(Reuters) - Here's what you need to know about the coronavirus right now:
Trump social media post removed
Facebook Inc on Wednesday took down a post by U.S. President Donald Trump, which the company said violated its rules against sharing misinformation about the coronavirus. The post contained a video clip, from an interview with Fox & Friends earlier in the day, in which Trump claimed that children are "almost immune" to COVID-19.
"This video includes false claims that a group of people is immune from COVID-19, which is a violation of our policies around harmful COVID misinformation," a Facebook spokesman said.
A tweet containing the video that was posted by the Trump campaign's @TeamTrump account and shared by the president was also later hidden by Twitter Inc for breaking its COVID-19 misinformation rules. The White House did not immediately respond to a request for comment. During a briefing at the White House, Trump repeated his claim that the virus had little impact on children.

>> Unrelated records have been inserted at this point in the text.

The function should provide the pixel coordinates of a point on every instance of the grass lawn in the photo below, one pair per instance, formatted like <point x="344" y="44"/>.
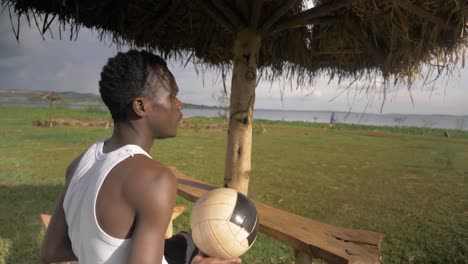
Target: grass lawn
<point x="409" y="184"/>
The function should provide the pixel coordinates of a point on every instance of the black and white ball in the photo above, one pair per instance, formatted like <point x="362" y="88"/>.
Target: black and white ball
<point x="224" y="223"/>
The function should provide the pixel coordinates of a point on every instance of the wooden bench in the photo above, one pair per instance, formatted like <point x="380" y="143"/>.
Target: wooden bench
<point x="310" y="239"/>
<point x="179" y="209"/>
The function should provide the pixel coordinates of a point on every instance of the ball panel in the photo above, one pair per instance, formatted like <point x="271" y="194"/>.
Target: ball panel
<point x="235" y="229"/>
<point x="223" y="195"/>
<point x="210" y="212"/>
<point x="245" y="213"/>
<point x="253" y="234"/>
<point x="224" y="223"/>
<point x="210" y="244"/>
<point x="226" y="240"/>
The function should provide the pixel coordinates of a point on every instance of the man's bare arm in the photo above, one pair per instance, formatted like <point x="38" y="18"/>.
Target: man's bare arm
<point x="56" y="246"/>
<point x="152" y="196"/>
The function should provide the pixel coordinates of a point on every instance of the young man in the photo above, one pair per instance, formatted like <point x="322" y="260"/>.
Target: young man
<point x="117" y="200"/>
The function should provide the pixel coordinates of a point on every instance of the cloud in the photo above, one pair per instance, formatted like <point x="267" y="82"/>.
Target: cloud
<point x="64" y="65"/>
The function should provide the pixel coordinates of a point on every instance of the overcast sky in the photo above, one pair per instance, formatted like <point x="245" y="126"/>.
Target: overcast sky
<point x="64" y="65"/>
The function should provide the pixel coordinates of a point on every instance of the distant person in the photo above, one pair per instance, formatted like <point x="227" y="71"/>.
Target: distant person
<point x="332" y="120"/>
<point x="118" y="201"/>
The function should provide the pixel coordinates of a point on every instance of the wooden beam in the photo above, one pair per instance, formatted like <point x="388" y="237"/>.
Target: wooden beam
<point x="313" y="21"/>
<point x="256" y="13"/>
<point x="169" y="10"/>
<point x="229" y="13"/>
<point x="416" y="10"/>
<point x="305" y="17"/>
<point x="375" y="51"/>
<point x="330" y="243"/>
<point x="242" y="7"/>
<point x="211" y="11"/>
<point x="277" y="14"/>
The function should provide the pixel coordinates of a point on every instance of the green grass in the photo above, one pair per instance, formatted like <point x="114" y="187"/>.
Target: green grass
<point x="408" y="185"/>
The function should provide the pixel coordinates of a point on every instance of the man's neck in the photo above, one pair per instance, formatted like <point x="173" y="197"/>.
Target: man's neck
<point x="128" y="133"/>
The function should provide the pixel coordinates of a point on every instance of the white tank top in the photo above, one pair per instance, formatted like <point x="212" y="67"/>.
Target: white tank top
<point x="89" y="242"/>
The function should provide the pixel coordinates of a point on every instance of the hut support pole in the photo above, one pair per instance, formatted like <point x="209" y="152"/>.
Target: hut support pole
<point x="244" y="77"/>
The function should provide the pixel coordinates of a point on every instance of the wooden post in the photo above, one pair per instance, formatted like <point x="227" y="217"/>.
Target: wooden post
<point x="302" y="258"/>
<point x="244" y="77"/>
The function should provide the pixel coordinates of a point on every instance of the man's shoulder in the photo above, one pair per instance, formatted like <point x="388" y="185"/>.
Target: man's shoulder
<point x="148" y="181"/>
<point x="148" y="173"/>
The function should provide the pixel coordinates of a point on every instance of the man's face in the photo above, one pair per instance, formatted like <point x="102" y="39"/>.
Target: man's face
<point x="165" y="114"/>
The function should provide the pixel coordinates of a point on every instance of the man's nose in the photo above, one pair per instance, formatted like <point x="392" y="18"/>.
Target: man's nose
<point x="180" y="105"/>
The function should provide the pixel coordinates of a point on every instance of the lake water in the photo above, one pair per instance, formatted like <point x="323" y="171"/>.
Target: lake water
<point x="429" y="121"/>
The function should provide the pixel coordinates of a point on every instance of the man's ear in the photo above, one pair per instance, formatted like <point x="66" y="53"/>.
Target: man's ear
<point x="139" y="106"/>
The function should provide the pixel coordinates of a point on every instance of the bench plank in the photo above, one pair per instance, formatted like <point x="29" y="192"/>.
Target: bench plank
<point x="330" y="243"/>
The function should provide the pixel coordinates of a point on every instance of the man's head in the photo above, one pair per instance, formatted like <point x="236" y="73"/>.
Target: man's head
<point x="138" y="83"/>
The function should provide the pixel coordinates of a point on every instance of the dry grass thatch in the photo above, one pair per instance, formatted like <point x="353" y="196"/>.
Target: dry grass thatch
<point x="340" y="38"/>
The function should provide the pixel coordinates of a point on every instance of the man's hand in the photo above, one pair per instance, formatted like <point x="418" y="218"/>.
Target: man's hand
<point x="203" y="259"/>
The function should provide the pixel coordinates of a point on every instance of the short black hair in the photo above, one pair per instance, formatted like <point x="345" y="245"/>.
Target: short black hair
<point x="125" y="77"/>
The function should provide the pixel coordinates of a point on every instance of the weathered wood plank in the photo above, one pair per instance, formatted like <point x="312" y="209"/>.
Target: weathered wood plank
<point x="330" y="243"/>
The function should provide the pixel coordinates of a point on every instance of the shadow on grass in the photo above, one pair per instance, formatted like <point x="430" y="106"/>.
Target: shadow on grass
<point x="20" y="225"/>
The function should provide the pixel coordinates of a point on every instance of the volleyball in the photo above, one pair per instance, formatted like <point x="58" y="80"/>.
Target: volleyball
<point x="224" y="223"/>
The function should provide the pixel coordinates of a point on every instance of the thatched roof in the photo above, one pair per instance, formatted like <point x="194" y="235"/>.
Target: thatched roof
<point x="342" y="38"/>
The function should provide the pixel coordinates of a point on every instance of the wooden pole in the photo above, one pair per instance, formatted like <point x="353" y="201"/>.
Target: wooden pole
<point x="239" y="148"/>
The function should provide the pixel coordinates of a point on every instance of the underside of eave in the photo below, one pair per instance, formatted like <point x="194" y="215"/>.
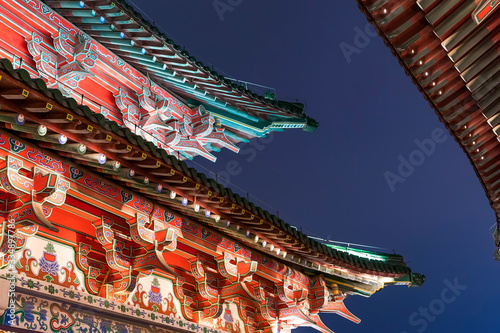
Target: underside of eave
<point x="343" y="260"/>
<point x="408" y="72"/>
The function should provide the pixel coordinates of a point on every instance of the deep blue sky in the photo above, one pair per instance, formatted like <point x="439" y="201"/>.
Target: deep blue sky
<point x="331" y="182"/>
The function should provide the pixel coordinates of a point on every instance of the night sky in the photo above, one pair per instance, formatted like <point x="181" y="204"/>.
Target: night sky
<point x="332" y="183"/>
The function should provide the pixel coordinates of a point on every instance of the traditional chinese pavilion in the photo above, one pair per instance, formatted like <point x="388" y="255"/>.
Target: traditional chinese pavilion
<point x="451" y="51"/>
<point x="114" y="232"/>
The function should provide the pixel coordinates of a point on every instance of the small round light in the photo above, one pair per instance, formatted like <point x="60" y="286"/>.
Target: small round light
<point x="63" y="139"/>
<point x="42" y="130"/>
<point x="20" y="119"/>
<point x="101" y="159"/>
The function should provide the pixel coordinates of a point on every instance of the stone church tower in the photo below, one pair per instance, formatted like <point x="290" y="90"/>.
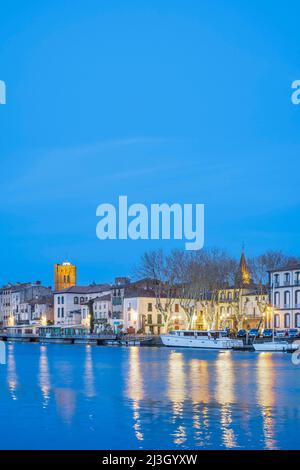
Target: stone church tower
<point x="64" y="276"/>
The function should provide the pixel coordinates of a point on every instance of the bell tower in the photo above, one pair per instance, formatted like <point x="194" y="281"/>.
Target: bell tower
<point x="64" y="276"/>
<point x="244" y="272"/>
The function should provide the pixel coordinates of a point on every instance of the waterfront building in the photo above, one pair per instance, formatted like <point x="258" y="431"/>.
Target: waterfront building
<point x="102" y="313"/>
<point x="17" y="302"/>
<point x="64" y="276"/>
<point x="68" y="302"/>
<point x="285" y="296"/>
<point x="243" y="305"/>
<point x="119" y="291"/>
<point x="141" y="313"/>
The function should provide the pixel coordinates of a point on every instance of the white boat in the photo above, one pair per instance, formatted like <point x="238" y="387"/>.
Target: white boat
<point x="200" y="339"/>
<point x="275" y="346"/>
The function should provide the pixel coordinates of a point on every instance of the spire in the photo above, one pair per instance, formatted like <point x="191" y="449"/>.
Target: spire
<point x="244" y="272"/>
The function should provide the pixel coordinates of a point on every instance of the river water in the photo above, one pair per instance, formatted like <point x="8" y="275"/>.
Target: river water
<point x="82" y="397"/>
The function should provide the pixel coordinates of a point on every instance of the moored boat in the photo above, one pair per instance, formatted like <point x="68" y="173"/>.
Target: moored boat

Checkpoints into New York City
New York City announced checkpoints at bridges and tunnels to ensure that travelers from 35 other U.S. states on a list of coronavirus hot spots comply with New York's 14-day quarantine mandate. Fines for not observing the quarantine order could be as high as $10,000.
A fifth of all new cases in New York City are from out-of-state travelers, said Dr. Ted Long, who oversees the city's contact tracing program.
New York City, which at one point of the pandemic reported more than 800 deaths in a single day, has seen no COVID-19 fatalities for the past three days.
Fauci says politics and vaccine won't mix
U.S. regulators have assured scientists that political pressure will not determine when a coronavirus vaccine is approved, the country's leading infectious diseases expert Anthony Fauci said on Wednesday, even as the White House hopes to have one ready ahead of the November presidential election.
Convalescent plasma lowers risk of death
Infusions of antibody-rich blood plasma from people who have recovered from the new coronavirus, known as convalescent plasma, can lower the risk of death for hospitalized COVID-19 patients, according to a pooled analysis of data from eight earlier studies of more than 700 hospitalised patients around the world.
Researchers found that mortality rates were roughly 13% in patients who received convalescent plasma versus about 25% for those who did not get the treatment.
The study, which has not been peer-reviewed, could not account for differences in factors such as how sick patients were, how much plasma they received, how long they were sick before they received it, and how long doctors followed them afterward.
Melbourne enters 6-week lockdown
Australia's second-biggest city of Melbourne began the first day of a six-week total lockdown on Thursday with the closure of most shops and businesses raising new fears of food shortages, as authorities battle a second wave of coronavirus infections.
Abattoirs are one of the few businesses allowed to stay open in the city of about 5 million people, though with a reduced workforce, under the "stage four" lockdown which took effect at midnight on Wednesday.